In 2009, I attended a night called Writers with Drinks in San Francisco. It's an event with a mix of writers that basically get in front of this crowd in a bar and read some of their work for ten or fifteen minutes. The only reason it caught my eye in the first place is because Adam Savage was presenting, and since my husband and I both love Mythbusters, it seemed like a fun date night. And it was. But not just because of Adam.
One of the authors there that night was Dorothy Allison. I'd never heard of her before then, though I'd heard of her biggest book, Bastard Out of Carolina. Adam was predictably funny, but she was the one I walked away most intrigued by. She was funny and smart, and from the second her Southern accent rang out through the room, I wanted to know more about her. I went looking for some of her work not long after and picked up a collection of short stories called Trash. Then it promptly got buried on my TBR pile (which really is that scary).
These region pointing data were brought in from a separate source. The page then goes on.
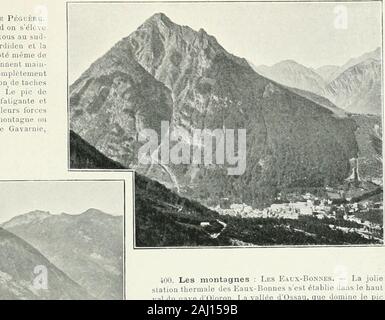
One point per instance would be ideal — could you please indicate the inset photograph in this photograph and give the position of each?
(62, 240)
(248, 124)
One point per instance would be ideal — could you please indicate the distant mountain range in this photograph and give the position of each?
(354, 86)
(167, 72)
(87, 248)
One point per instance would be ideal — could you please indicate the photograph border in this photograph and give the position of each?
(135, 247)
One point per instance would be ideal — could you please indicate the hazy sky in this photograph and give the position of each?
(264, 33)
(72, 197)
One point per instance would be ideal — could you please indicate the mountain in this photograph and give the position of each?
(164, 71)
(87, 247)
(293, 74)
(329, 72)
(358, 89)
(355, 86)
(371, 55)
(18, 260)
(165, 219)
(370, 167)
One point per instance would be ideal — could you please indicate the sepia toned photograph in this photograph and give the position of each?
(62, 240)
(247, 124)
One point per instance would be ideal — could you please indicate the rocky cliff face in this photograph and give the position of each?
(87, 247)
(291, 141)
(293, 74)
(18, 260)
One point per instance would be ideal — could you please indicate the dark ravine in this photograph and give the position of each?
(164, 71)
(163, 218)
(18, 260)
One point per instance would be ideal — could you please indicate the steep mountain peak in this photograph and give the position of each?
(30, 217)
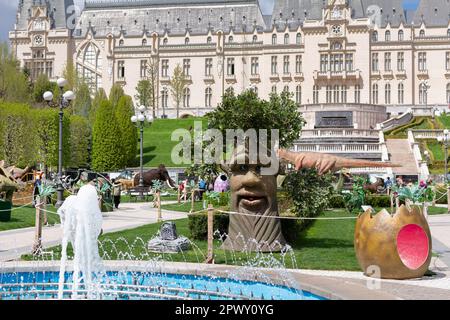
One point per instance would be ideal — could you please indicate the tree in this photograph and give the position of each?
(14, 86)
(100, 96)
(129, 135)
(107, 149)
(82, 104)
(80, 137)
(147, 89)
(115, 94)
(178, 83)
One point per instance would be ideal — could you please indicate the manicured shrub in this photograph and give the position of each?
(198, 224)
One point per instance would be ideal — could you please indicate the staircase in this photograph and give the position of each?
(401, 153)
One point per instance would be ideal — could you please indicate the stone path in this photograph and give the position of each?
(14, 243)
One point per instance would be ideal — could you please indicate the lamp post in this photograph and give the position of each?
(64, 101)
(445, 140)
(139, 121)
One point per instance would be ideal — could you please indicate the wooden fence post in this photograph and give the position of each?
(210, 256)
(37, 246)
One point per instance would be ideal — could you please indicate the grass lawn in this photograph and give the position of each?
(24, 217)
(157, 140)
(326, 245)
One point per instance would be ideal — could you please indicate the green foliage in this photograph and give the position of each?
(247, 111)
(80, 139)
(198, 224)
(107, 149)
(310, 193)
(17, 134)
(357, 197)
(41, 85)
(100, 96)
(115, 94)
(129, 136)
(46, 123)
(82, 104)
(14, 86)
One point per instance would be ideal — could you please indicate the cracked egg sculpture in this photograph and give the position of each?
(399, 244)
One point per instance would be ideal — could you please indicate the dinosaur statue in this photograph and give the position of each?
(254, 226)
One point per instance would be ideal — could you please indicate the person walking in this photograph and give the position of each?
(117, 190)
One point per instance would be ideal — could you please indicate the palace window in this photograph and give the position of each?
(357, 93)
(375, 62)
(164, 68)
(400, 61)
(121, 69)
(143, 68)
(298, 95)
(316, 94)
(375, 94)
(422, 61)
(286, 64)
(447, 61)
(208, 66)
(274, 65)
(349, 62)
(186, 66)
(329, 94)
(230, 66)
(298, 64)
(255, 66)
(186, 98)
(423, 94)
(387, 61)
(401, 93)
(375, 36)
(387, 94)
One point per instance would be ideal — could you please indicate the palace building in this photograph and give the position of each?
(366, 58)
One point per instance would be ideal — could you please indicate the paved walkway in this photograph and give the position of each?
(14, 243)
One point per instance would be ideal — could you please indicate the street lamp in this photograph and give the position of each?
(445, 140)
(64, 101)
(139, 121)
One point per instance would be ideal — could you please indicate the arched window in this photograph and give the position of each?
(387, 94)
(375, 94)
(401, 93)
(387, 36)
(186, 97)
(298, 95)
(423, 93)
(448, 93)
(375, 36)
(208, 97)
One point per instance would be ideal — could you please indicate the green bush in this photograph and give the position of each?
(5, 211)
(378, 201)
(198, 224)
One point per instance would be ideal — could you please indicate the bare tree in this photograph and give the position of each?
(178, 83)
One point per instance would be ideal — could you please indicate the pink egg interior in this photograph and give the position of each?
(413, 246)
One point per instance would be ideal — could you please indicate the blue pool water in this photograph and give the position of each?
(138, 286)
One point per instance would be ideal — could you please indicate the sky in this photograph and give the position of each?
(8, 13)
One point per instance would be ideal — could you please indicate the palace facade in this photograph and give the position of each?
(327, 53)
Until I was packing for EPICon. I took it with me to read.
Trash is a collection of short stories that all read like memoir. Allison has been blunt about her poor Southern upbringing, the abuses she suffered, and it's all reflected in these tidbits. The stories aren't overtly long, but each one reads like a new chapter in this young woman's life as she grows up surrounded by poverty, violence, ignorance, and shame, with momentary glimpses into true beauty, and then moves out into the world. They aren't easy reads. She doesn't hold back on anything. But her language is provocative, and her fearlessness in exposing everything, the good and the bad, is breathtaking.
There are a lot of stories about various stages of lesbian relationships. Allison came out in the 60s and was a part of the feminist movement in the 70s, so be prepared for those influences to permeate each of the stories. Sometimes, it's hard to keep each one separate, because the natural response is to string them together and create a single narrative (since the women in each are so strikingly familiar), but I'm not sure that's a detriment in the long run.
If you haven't read any of her work, I highly recommend seeking her out. She's a Lambda Literary Award winner and well worth it.